MultiGRA: Expanding the CGRA Design Space with a Mixed-Granularity Approach
摘要
As computing needs are expanding, scaling up the general-purpose computing resources is limited by energy consumption and efficiency. Coarse-Grained Reconfigurable Arrays (CGRAs) are a solution to that challenge: they are versatile digital architectures, capable of achieving near-ASIC level of energy efficiency without sacrificing reconfigurability. However, CGRAs are limited to the instructions they were built with. Unsupported operations must be emulated, which severely impacts performance. To preserve CGRAs inherent features while enabling higher reprogrammability, we propose MultiGRA: an architecture template that expands the fixed CGRA’s instruction set by including embedded FPGA fabrics (eFPGA) inside the CGRA as finely reconfigurable zones. The eFPGA areas are capable of implementing application-specific operators, specialized at compilation time.
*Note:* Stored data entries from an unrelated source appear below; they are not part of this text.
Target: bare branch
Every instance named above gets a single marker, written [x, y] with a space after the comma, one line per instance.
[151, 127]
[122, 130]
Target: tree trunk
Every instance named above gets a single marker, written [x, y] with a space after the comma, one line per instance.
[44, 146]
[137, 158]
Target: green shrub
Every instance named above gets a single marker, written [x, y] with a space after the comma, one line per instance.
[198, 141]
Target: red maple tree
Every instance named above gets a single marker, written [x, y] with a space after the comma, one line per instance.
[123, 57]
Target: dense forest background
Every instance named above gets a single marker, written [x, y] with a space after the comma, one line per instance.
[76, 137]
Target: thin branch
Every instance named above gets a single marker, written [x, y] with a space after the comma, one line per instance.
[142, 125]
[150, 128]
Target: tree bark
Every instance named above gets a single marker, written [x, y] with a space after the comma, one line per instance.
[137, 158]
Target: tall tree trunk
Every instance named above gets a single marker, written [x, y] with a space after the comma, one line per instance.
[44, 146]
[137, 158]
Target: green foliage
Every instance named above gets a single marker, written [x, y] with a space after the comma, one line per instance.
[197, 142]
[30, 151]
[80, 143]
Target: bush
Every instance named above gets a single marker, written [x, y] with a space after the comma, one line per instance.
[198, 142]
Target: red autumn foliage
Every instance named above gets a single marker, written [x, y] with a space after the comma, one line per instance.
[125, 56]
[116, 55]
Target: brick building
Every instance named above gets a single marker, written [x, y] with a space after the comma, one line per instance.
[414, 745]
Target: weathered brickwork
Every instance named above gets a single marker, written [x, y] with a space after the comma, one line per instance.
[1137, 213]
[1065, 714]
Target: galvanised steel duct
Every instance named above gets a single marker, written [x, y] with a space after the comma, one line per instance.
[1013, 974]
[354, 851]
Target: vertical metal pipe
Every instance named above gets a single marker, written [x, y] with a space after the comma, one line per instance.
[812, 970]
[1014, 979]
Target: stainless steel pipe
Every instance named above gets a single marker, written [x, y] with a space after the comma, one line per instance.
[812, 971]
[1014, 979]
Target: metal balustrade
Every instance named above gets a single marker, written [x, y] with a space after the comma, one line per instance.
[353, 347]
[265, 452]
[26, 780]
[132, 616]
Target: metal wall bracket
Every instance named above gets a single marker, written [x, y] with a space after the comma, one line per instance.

This approach avoids overprovisioning computing resources, since the architecture can be freely retargeted. We investigate two of the many integration possibilities of eFPGAs in CGRAs with the respective gains. Examples of post-synthesis ASIC area measurements are provided to show integration feasibility. In a case study comparing CGRAs and MultiGRAs, MultiGRAs show up to 40% improvement in execution time.